FAQ: Häufige Fragen zum Einstieg
Zum Einstieg in die Vorlesung können Sie die in den letzten Semestern am häufigsten gestellten Fragen der Studierenden für das Selbststudium nutzen. Die Antworten sind bewusst kurz gehalten und verweisen jeweils auf die Vorlesung, in der das Thema vertieft wird.
Table of Contents
- Wissenschaft und Erkenntnis
- Methoden und normative Aussagen
- Evidenz und Peer Review
- Hypothesen und Variablen
- Abhängige und unabhängige Stichproben
1 Wissenschaft und Erkenntnis
Lernziele:
- Die drei Säulen der Sportwissenschaft und ihre Teildisziplinen
- Abgrenzung der Wissenschaft von anderen Erkenntnisformen
- Zweck der Grundlagenforschung
- Normative Selbstverpflichtung als Bedingung der Wissenschaftsfreiheit
1.1 Was sind die drei Säulen der Sportwissenschaft?
Das akademische Fach Sportwissenschaft setzt sich in Forschung und Lehre aus drei großen disziplinären Bereichen zusammen (Güllich & Krüger, 2013):
| Säule | Gegenstand | Beispiele |
|---|---|---|
| Medizinisch-naturwissenschaftlich | Gesundheit und Krankheit im Zusammenhang mit Sport; (bio)mechanische Grundlagen; Leistungsoptimierung | Sportmedizin, Bewegungs- und Trainingswissenschaft |
| Geisteswissenschaftlich-pädagogisch | Bildung und Erziehung durch und mithilfe des Sports; Lehren und Lernen; ethische Fragen | Sportpädagogik, Sportdidaktik, Sportphilosophie |
| Sozialwissenschaftlich | Gesellschaftliche und ökonomische Fragen; zusätzlich rechtliche und politische Aspekte | Sportsoziologie, Sportökonomie, Sportgeschichte, Sportrecht |
Diese drei Säulen sind in der Praxis unterschiedlich stark ausgeprägt — beim näheren Hinsehen kann das durchaus zu einer Schieflage des Gebäudes führen. Genau deshalb wird Sportwissenschaft als Querschnittswissenschaft beschrieben.

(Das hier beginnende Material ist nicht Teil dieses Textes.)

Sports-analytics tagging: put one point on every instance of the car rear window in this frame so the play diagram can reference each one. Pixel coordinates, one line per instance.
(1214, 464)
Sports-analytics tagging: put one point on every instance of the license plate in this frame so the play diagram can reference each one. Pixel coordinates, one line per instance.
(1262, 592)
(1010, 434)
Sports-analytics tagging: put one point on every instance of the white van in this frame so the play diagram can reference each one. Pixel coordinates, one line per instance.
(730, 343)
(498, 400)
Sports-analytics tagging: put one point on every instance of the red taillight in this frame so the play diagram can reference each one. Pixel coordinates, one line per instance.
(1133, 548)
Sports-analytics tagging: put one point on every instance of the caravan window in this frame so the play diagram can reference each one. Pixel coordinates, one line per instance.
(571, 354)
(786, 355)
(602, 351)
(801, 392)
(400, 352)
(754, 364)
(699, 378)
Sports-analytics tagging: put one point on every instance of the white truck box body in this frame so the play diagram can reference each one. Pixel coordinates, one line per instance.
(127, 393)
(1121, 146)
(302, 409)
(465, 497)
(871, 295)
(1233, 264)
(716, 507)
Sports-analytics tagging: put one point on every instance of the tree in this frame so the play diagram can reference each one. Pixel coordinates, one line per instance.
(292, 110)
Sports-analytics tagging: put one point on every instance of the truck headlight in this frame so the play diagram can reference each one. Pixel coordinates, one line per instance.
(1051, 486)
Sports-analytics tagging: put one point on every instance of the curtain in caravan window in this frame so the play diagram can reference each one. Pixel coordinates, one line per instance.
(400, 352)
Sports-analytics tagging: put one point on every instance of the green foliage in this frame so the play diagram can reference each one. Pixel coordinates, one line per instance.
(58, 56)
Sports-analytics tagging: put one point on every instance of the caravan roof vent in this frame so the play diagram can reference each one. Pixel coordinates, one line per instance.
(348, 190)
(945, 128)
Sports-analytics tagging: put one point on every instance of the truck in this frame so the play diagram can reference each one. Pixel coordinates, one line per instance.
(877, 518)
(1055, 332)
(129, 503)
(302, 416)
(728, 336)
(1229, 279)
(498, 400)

Vgl. die Abbildung „Gegenstandsbereiche der Sportwissenschaft“ im Abbildungsverzeichnis; vertieft in Lecture 3: Sportwissenschaft — Die Wissenschaft vom Sport.
1.2 Warum unterscheidet sich Wissenschaft von anderen Formen der Erkenntnis?
Andere Formen der Erkenntnis sind beispielsweise meditative Erkenntnis, religiöse Offenbarung und Intuition. Diese Formen sind in der Regel weder intersubjektiv überprüfbar noch methodisch zugänglich. Wissenschaft dagegen legt methodisch nachvollziehbar offen, wie ihre Aussagen und Begründungen zustande kommen.
Merksatz. Nicht das Ergebnis macht eine Aussage wissenschaftlich, sondern der offengelegte, für andere nachvollziehbare Weg zu diesem Ergebnis.
1.3 Was ist Grundlagenforschung und wozu dient sie?
Grundlagenforschung zielt auf Erkenntnisgewinn an sich — der unmittelbare praktische Nutzen spielt zunächst keine Rolle. Sie bildet nach Darstellung des BMBF die Basis für Erkenntnisgewinn und Fortschritt: Auf den Ergebnissen mehrerer Jahrhunderte bauen Anwendungen, Innovationen und neue Technologien auf. Als Beleg für die kulturelle Bedeutung dieser Neugier führt das BMBF die öffentliche Anteilnahme an der ersten Mondlandung und die Aufmerksamkeit für die Entdeckung des Higgs-Teilchens am Large Hadron Collider (CERN) an.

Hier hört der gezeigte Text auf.